Anche Clodoveo, re dei Franchi dal 481 al 511 e fondatore della dinastia merovingia, ascoltò i suoi consigli: su sua richiesta liberò prigionieri e divenne egli stesso cristiano nei 496. Aveva sposato Clotilde, principessa burgunda di religione cattolica, anch’essa venerata come santa (3 giu.), la quale fu corresponsabile della sua conversione, avvenuta al termine di una battaglia contro gli Alemanni, durante la quale aveva invocato il soccorso di quel Gesù nel quale sua moglie credeva. Vinse la battaglia e si fece battezzare. Prima di morire, nel 511, convocò il primo sinodo nazionale, il concilio d’Orléans, del territorio che doveva poi diventare il Regnum Francorum.
Si racconta che abbia avviato la costruzione della chiesa dei SS. Pietro e Paolo su suggerimento della santa: ella vi fu poi sepolta e la fama dei miracoli a lei attribuiti fece sì che la sua tomba fosse meta di pellegrinaggi da tutta la Francia, e la chiesa divenisse nota con il titolo di Santa Genoveffa. Per inciso va notato che il culto di S. Pietro – in particolare – fu spesso eclissato nel tardo periodo merovingio dalla venerazione per i resti mortali dei santi sepolti nella chiesa; questi corpi di santi assicuravano reliquie di “prima classe”, cioè veri frammenti del corpo, mentre tutto ciò che si poteva ottenere dalle tombe degli Apostoli a Roma era di “seconda classe”, consistendo in ritagli di abiti messi a contatto con le tombe degli Apostoli.

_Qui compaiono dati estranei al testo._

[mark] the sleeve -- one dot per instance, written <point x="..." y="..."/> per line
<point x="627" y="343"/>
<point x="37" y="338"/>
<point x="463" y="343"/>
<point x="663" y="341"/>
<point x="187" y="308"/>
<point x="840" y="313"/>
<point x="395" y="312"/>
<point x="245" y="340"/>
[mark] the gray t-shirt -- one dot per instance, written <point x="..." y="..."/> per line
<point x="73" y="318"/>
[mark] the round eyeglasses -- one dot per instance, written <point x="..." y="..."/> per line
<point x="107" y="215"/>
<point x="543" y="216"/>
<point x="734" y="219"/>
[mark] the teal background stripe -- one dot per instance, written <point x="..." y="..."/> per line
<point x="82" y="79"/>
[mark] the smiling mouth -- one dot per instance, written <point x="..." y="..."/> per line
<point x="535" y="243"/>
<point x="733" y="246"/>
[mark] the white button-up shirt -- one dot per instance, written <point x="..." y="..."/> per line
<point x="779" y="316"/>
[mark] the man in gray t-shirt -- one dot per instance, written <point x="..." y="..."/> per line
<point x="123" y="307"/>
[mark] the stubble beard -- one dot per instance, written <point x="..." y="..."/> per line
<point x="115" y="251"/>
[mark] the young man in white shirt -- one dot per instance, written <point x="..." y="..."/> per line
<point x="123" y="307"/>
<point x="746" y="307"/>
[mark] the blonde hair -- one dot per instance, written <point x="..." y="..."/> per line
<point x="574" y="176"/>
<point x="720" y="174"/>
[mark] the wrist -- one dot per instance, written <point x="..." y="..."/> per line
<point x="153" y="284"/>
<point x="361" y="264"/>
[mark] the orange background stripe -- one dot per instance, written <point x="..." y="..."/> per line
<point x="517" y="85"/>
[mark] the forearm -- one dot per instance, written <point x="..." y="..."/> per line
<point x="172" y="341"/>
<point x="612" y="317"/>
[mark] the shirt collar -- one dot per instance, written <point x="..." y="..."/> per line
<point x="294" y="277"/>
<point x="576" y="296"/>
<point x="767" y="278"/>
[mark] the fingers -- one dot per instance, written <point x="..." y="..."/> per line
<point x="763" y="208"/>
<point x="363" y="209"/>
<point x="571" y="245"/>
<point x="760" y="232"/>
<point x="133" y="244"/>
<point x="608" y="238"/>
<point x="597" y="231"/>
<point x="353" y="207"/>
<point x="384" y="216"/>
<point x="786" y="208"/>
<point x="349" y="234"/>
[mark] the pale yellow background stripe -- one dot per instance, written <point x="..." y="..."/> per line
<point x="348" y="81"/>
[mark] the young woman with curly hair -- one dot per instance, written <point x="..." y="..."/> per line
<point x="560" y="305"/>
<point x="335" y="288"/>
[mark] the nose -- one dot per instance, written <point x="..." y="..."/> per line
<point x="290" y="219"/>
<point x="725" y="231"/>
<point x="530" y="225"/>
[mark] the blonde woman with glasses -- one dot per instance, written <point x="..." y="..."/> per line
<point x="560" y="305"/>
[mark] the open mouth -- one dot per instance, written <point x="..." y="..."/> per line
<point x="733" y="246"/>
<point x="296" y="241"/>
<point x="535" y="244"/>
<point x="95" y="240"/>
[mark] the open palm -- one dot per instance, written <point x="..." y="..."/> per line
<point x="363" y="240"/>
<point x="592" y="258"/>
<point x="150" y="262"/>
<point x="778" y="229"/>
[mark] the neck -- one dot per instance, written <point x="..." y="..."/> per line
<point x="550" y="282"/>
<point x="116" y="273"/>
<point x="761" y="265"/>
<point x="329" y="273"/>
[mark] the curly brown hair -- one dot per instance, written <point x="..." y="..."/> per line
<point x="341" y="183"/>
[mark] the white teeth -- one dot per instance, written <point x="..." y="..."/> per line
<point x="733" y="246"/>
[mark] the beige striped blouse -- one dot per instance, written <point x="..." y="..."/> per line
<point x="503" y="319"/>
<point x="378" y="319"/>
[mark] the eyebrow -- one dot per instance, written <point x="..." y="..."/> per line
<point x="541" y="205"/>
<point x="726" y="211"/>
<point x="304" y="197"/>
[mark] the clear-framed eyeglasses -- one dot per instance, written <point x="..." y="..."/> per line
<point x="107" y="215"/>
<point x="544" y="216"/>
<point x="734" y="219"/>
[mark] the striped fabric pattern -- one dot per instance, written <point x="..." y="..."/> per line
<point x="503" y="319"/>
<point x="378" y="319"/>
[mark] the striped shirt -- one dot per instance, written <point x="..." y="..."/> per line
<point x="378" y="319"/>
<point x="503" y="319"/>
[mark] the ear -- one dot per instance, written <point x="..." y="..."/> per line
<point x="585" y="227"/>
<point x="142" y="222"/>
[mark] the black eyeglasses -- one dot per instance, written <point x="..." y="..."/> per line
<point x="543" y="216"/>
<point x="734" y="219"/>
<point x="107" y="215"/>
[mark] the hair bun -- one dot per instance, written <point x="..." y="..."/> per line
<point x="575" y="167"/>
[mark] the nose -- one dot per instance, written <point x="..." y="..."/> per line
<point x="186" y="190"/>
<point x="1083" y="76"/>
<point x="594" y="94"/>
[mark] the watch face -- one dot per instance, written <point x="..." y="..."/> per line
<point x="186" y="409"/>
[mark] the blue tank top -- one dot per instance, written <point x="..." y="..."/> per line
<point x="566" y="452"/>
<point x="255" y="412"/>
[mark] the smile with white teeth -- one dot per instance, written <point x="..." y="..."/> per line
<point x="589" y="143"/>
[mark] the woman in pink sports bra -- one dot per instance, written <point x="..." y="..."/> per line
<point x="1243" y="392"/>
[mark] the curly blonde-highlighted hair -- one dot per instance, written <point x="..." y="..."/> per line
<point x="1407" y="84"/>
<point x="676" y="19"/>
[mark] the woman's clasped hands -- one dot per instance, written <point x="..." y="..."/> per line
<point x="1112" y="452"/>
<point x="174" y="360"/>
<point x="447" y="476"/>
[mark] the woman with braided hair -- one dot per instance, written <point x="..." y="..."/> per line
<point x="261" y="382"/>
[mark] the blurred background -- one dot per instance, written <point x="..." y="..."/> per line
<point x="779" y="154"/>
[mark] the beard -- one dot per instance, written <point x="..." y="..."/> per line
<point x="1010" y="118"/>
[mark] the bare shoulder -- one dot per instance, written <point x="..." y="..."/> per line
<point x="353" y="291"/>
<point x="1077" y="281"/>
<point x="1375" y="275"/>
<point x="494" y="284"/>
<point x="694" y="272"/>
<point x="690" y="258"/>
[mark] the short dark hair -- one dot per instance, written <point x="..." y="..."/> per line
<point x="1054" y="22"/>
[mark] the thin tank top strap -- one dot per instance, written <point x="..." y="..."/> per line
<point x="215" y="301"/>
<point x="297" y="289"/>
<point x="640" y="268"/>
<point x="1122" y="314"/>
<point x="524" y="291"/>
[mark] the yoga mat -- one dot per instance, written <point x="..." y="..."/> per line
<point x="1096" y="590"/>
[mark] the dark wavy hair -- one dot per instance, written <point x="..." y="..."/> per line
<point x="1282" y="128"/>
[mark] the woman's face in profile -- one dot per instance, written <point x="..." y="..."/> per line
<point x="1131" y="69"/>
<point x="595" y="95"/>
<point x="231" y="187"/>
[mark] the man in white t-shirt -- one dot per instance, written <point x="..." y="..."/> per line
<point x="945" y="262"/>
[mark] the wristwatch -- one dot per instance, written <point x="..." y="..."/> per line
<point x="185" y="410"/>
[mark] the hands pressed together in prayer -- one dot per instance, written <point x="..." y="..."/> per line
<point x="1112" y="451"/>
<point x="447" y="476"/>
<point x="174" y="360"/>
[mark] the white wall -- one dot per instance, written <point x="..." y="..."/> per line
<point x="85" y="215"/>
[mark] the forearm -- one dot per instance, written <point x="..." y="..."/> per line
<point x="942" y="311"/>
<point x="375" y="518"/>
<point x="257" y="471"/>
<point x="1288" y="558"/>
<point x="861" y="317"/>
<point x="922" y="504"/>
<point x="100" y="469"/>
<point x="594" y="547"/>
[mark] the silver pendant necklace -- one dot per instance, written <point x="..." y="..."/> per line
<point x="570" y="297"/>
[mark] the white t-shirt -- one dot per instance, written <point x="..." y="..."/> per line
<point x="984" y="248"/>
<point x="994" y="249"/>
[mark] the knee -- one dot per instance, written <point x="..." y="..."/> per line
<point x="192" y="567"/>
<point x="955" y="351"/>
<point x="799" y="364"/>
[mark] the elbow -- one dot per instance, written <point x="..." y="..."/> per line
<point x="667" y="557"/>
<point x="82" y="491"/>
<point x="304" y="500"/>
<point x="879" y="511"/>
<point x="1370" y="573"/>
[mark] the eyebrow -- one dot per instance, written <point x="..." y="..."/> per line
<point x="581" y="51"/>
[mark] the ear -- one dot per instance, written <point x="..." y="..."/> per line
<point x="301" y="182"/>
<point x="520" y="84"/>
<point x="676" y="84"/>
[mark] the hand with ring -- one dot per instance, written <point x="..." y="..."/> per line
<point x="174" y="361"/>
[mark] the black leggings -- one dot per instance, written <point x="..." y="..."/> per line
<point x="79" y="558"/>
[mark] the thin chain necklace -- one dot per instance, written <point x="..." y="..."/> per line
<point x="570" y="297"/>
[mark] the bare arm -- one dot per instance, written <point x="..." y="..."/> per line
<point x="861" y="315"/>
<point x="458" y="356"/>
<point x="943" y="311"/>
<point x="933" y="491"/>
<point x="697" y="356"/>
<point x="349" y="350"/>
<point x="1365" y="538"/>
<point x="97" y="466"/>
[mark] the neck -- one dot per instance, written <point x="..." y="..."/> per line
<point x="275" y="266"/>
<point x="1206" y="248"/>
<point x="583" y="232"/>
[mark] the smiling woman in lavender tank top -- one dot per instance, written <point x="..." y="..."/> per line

Il più grande miracolo attribuito all’intercessione di Santa Genoveffa avvenne nel 1129, durante un’epidemia di ergotismo, “febbre bruciante” o “fuoco sacro”, come era chiamata nel Medio Evo l’infezione che percorse la Francia e la Britannia nel XII e XIII secolo, e la cui causa era legata al consumo di pane di segala infettato da un fungo di color viola scuro (il nome popolare deriva dalla sensazione di un fuoco che divora internamente, provocando convulsioni e cancrene mortali). Né medici, né preghiere, né digiuni parevano alleviare l’epidemia, finché fu portata in processione solenne fino alla cattedrale l’urna contenente le ossa di Santa Genoveffa. Da un punto di vista razionale si potrebbe spiegare l’accaduto supponendo che malgrado il crescere del panico tra la popolazione l’epidemia stesse di fatto scemando (la paura si diffonde più rapidamente del pericolo reale, e la processione servì per calmare il panico).